Claiming monitoring X could have predicted the outbreak
A slate of studies are making claims that sewage, parking lot volume, search engine traffic and so on are leading indicators, and could have alerted us to the outbreak before the first case was detected.
Studies that look for the virus in sewage are worth doing. They help epidemiologists nail down the spread of the virus at the early stage of the epidemic.

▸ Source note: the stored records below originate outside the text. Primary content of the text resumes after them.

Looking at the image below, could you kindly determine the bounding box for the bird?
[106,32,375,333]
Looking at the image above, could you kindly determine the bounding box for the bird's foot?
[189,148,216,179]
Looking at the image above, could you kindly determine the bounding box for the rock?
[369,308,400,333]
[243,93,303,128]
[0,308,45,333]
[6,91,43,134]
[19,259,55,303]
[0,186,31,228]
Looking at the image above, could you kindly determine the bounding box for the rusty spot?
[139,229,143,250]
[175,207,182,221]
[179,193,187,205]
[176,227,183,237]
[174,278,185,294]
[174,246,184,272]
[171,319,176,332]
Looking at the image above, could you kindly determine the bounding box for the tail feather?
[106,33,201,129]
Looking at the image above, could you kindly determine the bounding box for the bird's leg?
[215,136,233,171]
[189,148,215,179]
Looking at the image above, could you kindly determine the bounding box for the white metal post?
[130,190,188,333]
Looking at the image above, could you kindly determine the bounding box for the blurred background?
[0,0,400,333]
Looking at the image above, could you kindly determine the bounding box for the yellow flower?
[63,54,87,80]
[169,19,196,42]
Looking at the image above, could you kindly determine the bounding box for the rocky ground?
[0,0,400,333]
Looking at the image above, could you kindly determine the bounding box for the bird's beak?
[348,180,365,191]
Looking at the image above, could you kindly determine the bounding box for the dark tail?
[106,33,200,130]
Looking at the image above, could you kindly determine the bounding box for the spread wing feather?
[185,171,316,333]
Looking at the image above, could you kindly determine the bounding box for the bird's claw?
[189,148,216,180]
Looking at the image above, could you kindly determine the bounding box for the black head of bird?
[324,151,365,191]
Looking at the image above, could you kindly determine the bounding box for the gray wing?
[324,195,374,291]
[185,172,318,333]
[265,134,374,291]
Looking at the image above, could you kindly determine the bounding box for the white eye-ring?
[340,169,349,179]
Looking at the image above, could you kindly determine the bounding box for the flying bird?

Such research goes off track when these investigators over-reach and claim predictive prowess. After the novel virus has been discovered, it is a straigthforward matter to find prior sewage samples, and test them for the presence of the virus. If we also know that the virus-infected sewage came from which buildings or households, we'd have learned a lot about how the virus spread. But this explanatory model does not predict.
It is utterly wrong to conclude that sewage monitoring is a leading indicator of viral spread. Dial time back to November before the first case was confirmed in Wuhan, China. We assume the local sewage company was testing the dirty stuff. But for what? At that time, no one knew anything about this coronavirus, there were no tests available, no virus samples to validate any tests. Is the lab supposed to test for every possible virus including all animal viruses that have non-zero chance of leaping to humans?
It's not just the sewage (link). It's also the parking lot images and search engine traffic (link). So, from here on out, if more people are searching for "diarrhea", we'll predict that a new virus is circulating in the population? Even if true, which virus is this?
This type of studies do not, and will never, become the basis of a predictive model. It is malpractice that scientific journals have allowed researchers to make such false conclusions.
Talking about metrics as if they aren't manipulated
All metrics are perverted. This is a theme in my second book, Numbersense (link), which starts with a chapter filled with every manner of statistical shenanighens practiced by deans of reputable colleges and universities. It is then followed by a chapter on rampant obesity in the U.S., which some medical researchers claimed was a result of "bad measurement". (This blog is a preview of that chapter.) Latter chapters focus on economic metrics like unemployment rate and inflation rate. You get the idea.
In the short history of the Covid pandemic, people started with case statistics. Then, they claimed that death statistics are less manipulated than case statistics, when they learned about testing. Then, they claimed that testing statistics are less manipulated, until they realized governments determined who got tested. Some governments counted tests shipped, not test results. Then, they claimed hospitalization statistics are less manipulated, until they learned that hospitals sent sick patients to nursing homes.
If you read Numbersense (link), you may recall some students with low GPAs or test scores are asked to spend their first year at other schools or part-time programs, so they disappear from the statistics submitted to U.S. News for the school rankings. Does it shock you that hospitals sent patients to nursing homes?
Only the naive takes a "see no evil" view. In the age of Big Data, taking such a view is simply irresponsible - as there is too much leeway to twist the data or analysis to whatever story one wants to spin.